Você pode ficar na sala e ela no sofá, sem se verem, mas sabiam que estavam lá; você podia ir para um lugar e ela no outro, mas ainda sim você sabe onde ela está e volta logo. Sobra ainda a SAUDADE que ninguém consegue deixar de obter. Saudade é não saber, não saber se ela continua gripando no inverno, é não saber se ela continua deixando os cabelos clarear, é [não] saber se ela continua usando a mesma camiseta que dei, não saber se ela está bem como prometeu. Sim, é ter saudades de cada momento que viveremos juntas, mãe.
E enquanto você existir e eu estiver privada da liberdade, ou até mesmo aí pertinho de você, a saudade vai morar em mim e vai morar em você. Eu te amo.

“Entendi que minhas cicatrizes eram muito mais que apenas cicatrizes.

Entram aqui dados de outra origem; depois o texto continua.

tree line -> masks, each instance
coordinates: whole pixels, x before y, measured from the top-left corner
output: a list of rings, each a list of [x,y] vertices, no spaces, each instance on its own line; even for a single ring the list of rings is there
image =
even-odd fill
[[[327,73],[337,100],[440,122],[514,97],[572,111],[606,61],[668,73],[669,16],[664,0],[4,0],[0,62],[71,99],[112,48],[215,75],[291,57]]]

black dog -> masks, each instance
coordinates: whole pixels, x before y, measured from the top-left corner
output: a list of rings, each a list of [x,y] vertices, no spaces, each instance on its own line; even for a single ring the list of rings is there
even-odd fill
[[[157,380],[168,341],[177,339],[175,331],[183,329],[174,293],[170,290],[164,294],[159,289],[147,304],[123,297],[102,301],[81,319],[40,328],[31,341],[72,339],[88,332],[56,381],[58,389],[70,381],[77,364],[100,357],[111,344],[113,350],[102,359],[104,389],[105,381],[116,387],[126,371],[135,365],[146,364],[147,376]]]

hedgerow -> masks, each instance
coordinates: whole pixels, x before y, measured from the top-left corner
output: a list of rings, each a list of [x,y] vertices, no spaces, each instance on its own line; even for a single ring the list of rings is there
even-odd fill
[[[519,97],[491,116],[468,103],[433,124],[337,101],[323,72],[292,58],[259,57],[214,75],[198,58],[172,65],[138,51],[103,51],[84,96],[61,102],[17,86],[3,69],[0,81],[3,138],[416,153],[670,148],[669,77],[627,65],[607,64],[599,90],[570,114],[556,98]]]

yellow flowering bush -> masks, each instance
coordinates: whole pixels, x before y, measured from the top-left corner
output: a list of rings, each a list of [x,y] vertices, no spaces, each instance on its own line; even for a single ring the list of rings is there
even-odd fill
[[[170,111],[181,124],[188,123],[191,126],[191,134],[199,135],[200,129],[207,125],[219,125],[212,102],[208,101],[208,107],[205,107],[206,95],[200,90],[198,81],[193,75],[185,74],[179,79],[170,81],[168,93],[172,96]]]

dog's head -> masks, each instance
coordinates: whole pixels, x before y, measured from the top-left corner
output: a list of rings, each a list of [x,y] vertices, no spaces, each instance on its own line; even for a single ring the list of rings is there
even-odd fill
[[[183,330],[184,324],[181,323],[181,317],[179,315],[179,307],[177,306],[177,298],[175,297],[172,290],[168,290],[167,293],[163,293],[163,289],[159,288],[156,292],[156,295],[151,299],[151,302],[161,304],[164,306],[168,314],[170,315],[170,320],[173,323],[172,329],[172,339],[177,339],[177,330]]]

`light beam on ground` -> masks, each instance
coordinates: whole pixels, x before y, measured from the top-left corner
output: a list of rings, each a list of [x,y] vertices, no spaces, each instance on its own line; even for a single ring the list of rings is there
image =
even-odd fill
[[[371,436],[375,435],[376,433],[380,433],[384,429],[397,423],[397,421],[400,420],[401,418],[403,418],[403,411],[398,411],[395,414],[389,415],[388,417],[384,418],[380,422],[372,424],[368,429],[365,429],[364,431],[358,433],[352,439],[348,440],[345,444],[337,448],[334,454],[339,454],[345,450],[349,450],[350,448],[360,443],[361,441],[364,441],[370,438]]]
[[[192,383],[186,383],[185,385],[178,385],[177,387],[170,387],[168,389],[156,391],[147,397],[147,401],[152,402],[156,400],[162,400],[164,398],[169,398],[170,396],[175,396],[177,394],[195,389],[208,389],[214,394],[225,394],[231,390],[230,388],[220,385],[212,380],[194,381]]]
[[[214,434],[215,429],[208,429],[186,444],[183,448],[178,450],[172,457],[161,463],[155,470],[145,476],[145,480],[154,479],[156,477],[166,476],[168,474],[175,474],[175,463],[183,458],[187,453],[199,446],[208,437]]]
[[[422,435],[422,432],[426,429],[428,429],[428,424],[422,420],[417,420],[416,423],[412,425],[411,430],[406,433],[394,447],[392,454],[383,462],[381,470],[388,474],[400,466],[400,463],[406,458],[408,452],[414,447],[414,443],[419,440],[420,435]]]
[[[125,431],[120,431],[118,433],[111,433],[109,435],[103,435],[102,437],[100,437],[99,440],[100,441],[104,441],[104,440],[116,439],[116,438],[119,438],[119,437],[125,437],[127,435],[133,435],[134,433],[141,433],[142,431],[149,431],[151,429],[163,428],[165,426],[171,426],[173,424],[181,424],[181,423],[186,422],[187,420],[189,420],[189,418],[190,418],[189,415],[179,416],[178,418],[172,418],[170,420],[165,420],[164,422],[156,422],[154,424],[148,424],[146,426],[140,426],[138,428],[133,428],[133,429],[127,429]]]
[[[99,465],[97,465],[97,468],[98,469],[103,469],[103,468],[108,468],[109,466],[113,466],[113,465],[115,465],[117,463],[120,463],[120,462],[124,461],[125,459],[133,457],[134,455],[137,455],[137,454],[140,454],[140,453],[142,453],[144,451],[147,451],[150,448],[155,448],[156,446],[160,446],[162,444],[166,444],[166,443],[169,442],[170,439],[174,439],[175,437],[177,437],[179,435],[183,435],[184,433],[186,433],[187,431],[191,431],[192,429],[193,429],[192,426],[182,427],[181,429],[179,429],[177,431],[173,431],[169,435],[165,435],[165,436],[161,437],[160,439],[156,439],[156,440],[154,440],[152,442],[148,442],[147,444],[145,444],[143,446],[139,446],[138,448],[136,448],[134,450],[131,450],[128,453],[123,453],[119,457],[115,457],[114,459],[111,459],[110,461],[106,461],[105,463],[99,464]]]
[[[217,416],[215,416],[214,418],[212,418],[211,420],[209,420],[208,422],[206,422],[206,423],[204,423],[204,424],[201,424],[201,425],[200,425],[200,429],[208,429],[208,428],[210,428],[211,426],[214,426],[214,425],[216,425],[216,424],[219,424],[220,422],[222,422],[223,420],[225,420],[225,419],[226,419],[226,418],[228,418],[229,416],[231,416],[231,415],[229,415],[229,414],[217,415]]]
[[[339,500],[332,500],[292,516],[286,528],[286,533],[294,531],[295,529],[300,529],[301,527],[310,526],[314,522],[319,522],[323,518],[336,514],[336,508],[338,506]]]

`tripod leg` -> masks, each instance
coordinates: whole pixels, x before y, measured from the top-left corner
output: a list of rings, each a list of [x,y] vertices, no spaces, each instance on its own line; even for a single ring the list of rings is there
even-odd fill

Elas contavam toda a minha história. Falavam sobre o caminho que percorri para chegar até ali”. “…afinal, alegrias e adversidades compõem quem somos.”
SAUDADE MÃE.”

Mediadas por Taisa Maria Laviani², as oficinas de zines realizadas na APAC Feminina de SJDR tem como objetivo abrir espaço para o diálogo, a reflexão, o fazer manual, a criatividade e a autoralidade, a partir da prática artística e comunicativa, bem como promover a circulação dessas narrativas e criações através da coluna Vida da Gente.

Erguer a voz a partir de seu lugar no mundo é um ato de poder existir, se reconhecer e ser reconhecido. E o que as mulheres em situação de privação de liberdade tem a nos dizer? A nos mostrar? Fique de olho!

Notas

¹ O Fanzine, ou simplesmente zine, é uma publicação independente. Um zine é um veículo de comunicação (assim como o jornal, livro, revista, gibi, etc.) que pode assumir qualquer formato, abordar qualquer tema e ser publicado por qualquer pessoa, com os mais baixos recursos. Por isso, segue à risca o lema “faça você mesmo!”.

² Taisa Maria Laviani é formada em Ciências Sociais, pela Universidade Estadual Paulista, zineira e mestranda do Programa Interdepartamental de Pós-graduação Interdisciplinar em Artes Urbanidades e Sustentabilidade, da UFSJ.